Фон Швенди иронически улыбнулся:
— Слышал ли ты когда-нибудь до убийства Шмида название Ламбуэн?
— Нет.
— То-то и оно, — заявил национальный советник. — Потому что никто не знает о Ламбуэне. Для наших встреч нам нужно было неизвестное место. Так что можешь оставить Гастмана в
Следователь вышагивал взад-вперед перед окном.
— Нам придется подробно изучить жизнь Шмида, — заявил он. — Что же касается иностранной державы, то мы поставим в известность федерального прокурора. Каково будет его участие в деле, я не могу сказать, но основную работу он поручит нам. Попробую выполнить твое требование не трогать Гастмана; от обыска мы откажемся.
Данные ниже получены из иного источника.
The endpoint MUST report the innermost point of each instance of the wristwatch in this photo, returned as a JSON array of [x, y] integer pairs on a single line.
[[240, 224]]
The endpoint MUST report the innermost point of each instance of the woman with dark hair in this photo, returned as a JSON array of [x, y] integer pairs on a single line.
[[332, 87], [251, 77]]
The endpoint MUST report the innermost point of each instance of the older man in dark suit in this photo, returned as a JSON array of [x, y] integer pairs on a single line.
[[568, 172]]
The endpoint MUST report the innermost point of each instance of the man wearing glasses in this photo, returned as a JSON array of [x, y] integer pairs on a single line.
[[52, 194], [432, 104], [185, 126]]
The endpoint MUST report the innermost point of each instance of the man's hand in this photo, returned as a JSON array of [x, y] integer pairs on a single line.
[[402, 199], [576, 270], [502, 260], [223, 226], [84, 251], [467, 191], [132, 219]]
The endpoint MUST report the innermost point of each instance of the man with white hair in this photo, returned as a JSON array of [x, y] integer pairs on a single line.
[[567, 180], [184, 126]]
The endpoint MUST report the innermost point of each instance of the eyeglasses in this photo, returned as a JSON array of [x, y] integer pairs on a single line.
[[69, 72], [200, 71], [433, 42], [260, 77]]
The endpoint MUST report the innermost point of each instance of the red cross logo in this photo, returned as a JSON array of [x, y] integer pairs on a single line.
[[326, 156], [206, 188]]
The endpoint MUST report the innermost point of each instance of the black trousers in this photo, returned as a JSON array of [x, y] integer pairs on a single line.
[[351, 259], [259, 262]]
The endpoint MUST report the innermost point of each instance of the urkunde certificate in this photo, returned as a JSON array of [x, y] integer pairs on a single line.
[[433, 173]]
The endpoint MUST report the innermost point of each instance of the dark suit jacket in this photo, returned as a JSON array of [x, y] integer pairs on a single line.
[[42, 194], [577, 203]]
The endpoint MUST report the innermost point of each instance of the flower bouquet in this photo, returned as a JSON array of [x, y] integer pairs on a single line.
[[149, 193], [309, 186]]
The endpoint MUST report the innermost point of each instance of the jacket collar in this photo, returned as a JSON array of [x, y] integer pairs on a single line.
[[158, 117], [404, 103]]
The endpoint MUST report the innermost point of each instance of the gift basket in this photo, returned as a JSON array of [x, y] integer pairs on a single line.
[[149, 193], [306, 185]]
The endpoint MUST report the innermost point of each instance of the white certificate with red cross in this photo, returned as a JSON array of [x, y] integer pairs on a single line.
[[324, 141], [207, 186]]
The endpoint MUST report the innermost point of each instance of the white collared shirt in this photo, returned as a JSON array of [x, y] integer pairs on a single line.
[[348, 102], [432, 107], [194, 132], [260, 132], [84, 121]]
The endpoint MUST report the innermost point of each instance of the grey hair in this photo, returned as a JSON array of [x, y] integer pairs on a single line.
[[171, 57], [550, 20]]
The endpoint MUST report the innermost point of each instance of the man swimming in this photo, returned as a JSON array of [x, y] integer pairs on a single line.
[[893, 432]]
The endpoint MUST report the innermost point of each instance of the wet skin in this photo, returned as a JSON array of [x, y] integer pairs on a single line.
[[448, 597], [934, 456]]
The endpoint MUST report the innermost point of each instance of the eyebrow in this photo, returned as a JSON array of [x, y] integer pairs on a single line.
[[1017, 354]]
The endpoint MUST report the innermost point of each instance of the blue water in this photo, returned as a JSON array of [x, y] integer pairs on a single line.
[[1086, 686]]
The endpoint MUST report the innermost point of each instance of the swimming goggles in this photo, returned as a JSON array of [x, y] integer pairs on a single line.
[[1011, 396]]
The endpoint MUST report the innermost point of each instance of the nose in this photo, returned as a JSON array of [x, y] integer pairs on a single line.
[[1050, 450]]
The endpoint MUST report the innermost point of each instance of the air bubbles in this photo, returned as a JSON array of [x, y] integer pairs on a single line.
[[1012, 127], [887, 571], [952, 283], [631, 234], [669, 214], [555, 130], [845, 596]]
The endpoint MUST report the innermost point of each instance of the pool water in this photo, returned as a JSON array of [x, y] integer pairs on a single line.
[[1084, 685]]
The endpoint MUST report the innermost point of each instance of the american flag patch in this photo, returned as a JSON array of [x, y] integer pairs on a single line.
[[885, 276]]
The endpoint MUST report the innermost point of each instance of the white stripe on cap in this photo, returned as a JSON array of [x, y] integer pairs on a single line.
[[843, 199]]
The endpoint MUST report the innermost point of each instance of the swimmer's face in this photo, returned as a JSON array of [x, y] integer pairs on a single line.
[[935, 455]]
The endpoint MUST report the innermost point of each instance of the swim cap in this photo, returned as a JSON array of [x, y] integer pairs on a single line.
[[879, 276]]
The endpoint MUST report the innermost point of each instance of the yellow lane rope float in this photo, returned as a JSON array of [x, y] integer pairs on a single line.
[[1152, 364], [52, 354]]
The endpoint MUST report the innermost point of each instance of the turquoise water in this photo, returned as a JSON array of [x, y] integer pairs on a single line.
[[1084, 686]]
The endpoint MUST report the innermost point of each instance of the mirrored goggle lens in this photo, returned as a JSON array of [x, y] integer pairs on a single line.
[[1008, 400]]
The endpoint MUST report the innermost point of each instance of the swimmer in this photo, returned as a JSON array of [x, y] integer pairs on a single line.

Но если все же возникнет необходимость поговорить с ним, я попрошу тебя свести нас и присутствовать при беседе. Тогда я смогу уладить все формальности с Гастманом. Речь в данном случае идет не о следствии, а о формальности, необходимой для следствия, в зависимости от обстоятельств может потребоваться и допрос Гастмана, даже если это лишено смысла; расследование должно быть полным. Побеседуем об искусстве, чтобы придать допросу наиболее безобидный характер; вопросов я не буду задавать. Если же мне понадобится задать вопрос — ради чистой формальности, — я предварительно сообщу тебе о нем.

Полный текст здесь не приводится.